According to the Ohio Department of Natural Resources, by last Thursday, the dangerous chemicals released into the environment killed at least 3,500 small fish across 7.5 miles of streams. 

Many more residents are now concerned that they and their animals may be exposed to chemicals through the air, water, and soil, despite authorities claiming it is safe to return home. In addition, some residents have reported a persistent cough and discomfort drinking tap water. 

The federal Environmental Protection Agency (EPA) noted that vinyl chloride emissions could create smells at levels below what is considered hazardous. Still, it classifies vinyl chloride as a carcinogen, with routine exposure increasing the risk of liver damage or liver cancer. A large shipment of that dangerous chemical was being transported on the now-destroyed train.

The EPA conducted air quality testing and allowed residents to return home after air quality samples “showed readings at points below safety screening levels for contaminants of concern.” After that, however, the EPA wrote a letter to Norfolk Southern, stating that the chemicals carried by the train “continue to be released to the air, surface soils, and surface waters.” 

The Ohio Department of Agriculture claimed that the risk to livestock remains low, but the Ohio Farm Bureau Federation is urging members to test their local wells for water contamination.


A local fox keeper named Taylor Holzer reported that two of his foxes broke their legs trying to escape. Another fox got sick and died after the derailment. Holzer said he believes that the animals became sick due to the chemicals in the air. 

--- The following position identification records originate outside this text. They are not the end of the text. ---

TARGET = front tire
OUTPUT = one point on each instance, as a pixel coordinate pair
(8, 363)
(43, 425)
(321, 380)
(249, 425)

A woman from nearby North Lima claimed that she smelled chemicals in the air and that the same substances killed her six chickens. The woman alleged that the chickens were fine until the controlled burn was conducted.

Hazardous materials specialist Sil Caggiano told reporters, “We basically nuked a town with chemicals so we could get a railroad open.” 

An emergency council meeting for East Palestine has been scheduled on Wednesday to address citizens’ concerns.